Serves two, depending on the size of the hero roll.

1 cup shredded carrots
1/4 cup shredded daikon radish
3 Tbsp. seasoned rice vinegar (if you can't find seasoned, just add 1 tsp. salt and 1 tsp. sugar to regular rice vinegar)
1/2 D'Artagnan smoked duck breast
1/2 cup smooth paté, any kind will do
1/2 cup mayo seasoned with 2 Tbsp. sweet chili sauce and 1 Tbsp. red curry paste
1/2 cup peeled, seeded, and sliced cucumber
1/2 cup chopped cilantro, stems are fine, too
1 jalapeno, seeded and cut into thin rings
1/2 cup sliced scallions
1/4 cup sliced red onion
2 hero rolls, approx. 9 inches long (you can use baguettes but you really want a kind of mushy white bread roll for this sandwich)

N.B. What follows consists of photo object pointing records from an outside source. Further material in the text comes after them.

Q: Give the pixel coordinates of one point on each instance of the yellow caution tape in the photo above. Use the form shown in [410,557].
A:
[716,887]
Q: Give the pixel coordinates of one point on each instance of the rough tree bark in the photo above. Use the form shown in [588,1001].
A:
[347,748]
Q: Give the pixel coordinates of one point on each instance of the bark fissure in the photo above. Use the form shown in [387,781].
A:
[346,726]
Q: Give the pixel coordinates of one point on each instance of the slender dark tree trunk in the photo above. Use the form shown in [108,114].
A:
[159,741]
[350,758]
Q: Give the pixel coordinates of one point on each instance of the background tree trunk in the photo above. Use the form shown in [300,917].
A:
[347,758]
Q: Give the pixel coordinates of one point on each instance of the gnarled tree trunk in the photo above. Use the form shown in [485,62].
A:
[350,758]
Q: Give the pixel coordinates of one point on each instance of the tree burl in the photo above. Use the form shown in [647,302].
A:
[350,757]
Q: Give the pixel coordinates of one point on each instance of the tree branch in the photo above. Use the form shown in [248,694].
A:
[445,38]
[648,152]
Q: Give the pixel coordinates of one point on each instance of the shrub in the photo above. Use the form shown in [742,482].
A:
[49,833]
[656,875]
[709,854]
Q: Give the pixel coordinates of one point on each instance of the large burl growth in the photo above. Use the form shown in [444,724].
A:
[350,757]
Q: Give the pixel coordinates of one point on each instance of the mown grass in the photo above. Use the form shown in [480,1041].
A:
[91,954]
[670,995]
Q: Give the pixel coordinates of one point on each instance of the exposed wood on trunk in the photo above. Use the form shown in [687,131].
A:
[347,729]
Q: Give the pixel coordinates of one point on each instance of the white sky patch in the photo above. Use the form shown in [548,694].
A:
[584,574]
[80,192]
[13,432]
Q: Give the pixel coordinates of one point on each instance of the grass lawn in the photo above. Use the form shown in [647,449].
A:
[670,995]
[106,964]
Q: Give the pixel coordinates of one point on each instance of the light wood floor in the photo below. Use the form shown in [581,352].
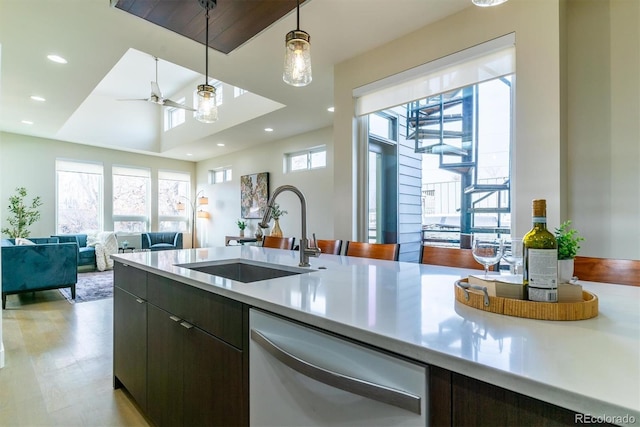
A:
[58,364]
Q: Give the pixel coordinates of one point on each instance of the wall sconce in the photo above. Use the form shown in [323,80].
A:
[488,3]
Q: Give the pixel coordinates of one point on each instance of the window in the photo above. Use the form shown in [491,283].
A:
[131,199]
[173,187]
[79,197]
[219,175]
[305,160]
[174,116]
[452,155]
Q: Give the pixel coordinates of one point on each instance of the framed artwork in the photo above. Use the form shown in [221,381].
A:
[254,194]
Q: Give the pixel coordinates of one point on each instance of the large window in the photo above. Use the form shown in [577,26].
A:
[79,197]
[453,174]
[131,199]
[173,187]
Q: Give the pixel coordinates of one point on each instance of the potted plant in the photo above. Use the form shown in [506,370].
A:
[568,247]
[22,215]
[276,214]
[242,224]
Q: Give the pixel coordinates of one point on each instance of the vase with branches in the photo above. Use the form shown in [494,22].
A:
[23,215]
[276,214]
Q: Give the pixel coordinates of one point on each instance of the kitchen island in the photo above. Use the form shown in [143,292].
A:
[591,367]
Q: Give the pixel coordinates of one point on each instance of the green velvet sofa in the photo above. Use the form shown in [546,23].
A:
[45,265]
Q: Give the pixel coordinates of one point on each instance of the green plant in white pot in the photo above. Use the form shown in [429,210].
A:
[568,247]
[22,215]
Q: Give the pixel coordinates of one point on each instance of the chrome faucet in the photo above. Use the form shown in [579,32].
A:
[305,250]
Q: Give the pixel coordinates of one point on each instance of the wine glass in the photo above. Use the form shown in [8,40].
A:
[513,255]
[487,251]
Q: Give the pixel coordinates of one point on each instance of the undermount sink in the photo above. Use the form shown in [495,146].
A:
[245,271]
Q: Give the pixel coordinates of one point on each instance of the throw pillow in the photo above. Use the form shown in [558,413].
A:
[21,241]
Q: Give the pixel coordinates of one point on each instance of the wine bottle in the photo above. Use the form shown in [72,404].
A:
[540,275]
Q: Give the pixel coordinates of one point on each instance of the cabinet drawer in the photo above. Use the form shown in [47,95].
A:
[217,315]
[130,279]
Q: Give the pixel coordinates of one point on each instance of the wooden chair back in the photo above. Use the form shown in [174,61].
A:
[331,247]
[388,251]
[278,242]
[606,270]
[450,257]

Combine carrots and radish with rice vinegar and set aside for 1/2 hour.
Slice smoked duck breast into very thin slices.
Halve the hero rolls and hollow them out a bit to allow for fillings. Toast rolls lightly. Spread the mayo mixture on one side of roll, then paté on other slice. Layer duck breast slices on mayo side, then carrot slaw, then add the rest of the condiments (cucumber, cilantro, jalapeno, red onion, scallions) according to taste. Smash that sandwich down to compress it with the fillings, slice, and serve.

Lemon Cooler Cookies
I made a bunch of cookie platters for At the Common Table in 2015. This recipe is from Firehook Bakery in Alexandria, Va., where I worked about 28 years ago.

1 1/2 sticks butter (3/4 cup) softened
1 cup sugar
1 egg
1  1/2 Tbsp. lemon zest
1/2 cup finely ground almonds
1 1/2 cups flour
Confectioner's sugar 

Cream butter with sugar. Add zest, egg, almonds, and beat again. Add flour and mix until blended. Chill dough until fairly firm. At this point you can roll cookie dough into logs for slice-and-bake cookies, then chill completely. Alternatively, you can just scoop each cookie with small scooper or spoon, then flatten before baking.
Heat oven to 350.
Bake cookies for about 10 to 15 minutes or until golden brown around edges. After removing from oven, let cool a few minutes, and then sprinkle tops with confectioner's sugar.

Greek Frappe
Makes one.

2 tsp. instant coffee
2 tsp. granulated sugar or to taste
2/3 cup cold water
Ice cubes
2 Tbsp. milk

Place coffee, sugar, and two tablespoons of cold water in a shaker, jar, blender, or drink mixer. Cover and shake well for 30 seconds.
Put ice in tall glass and slowly pour the foamy coffee mixture into the glass. Fill with more water and add milk if desired. Cream is good, too.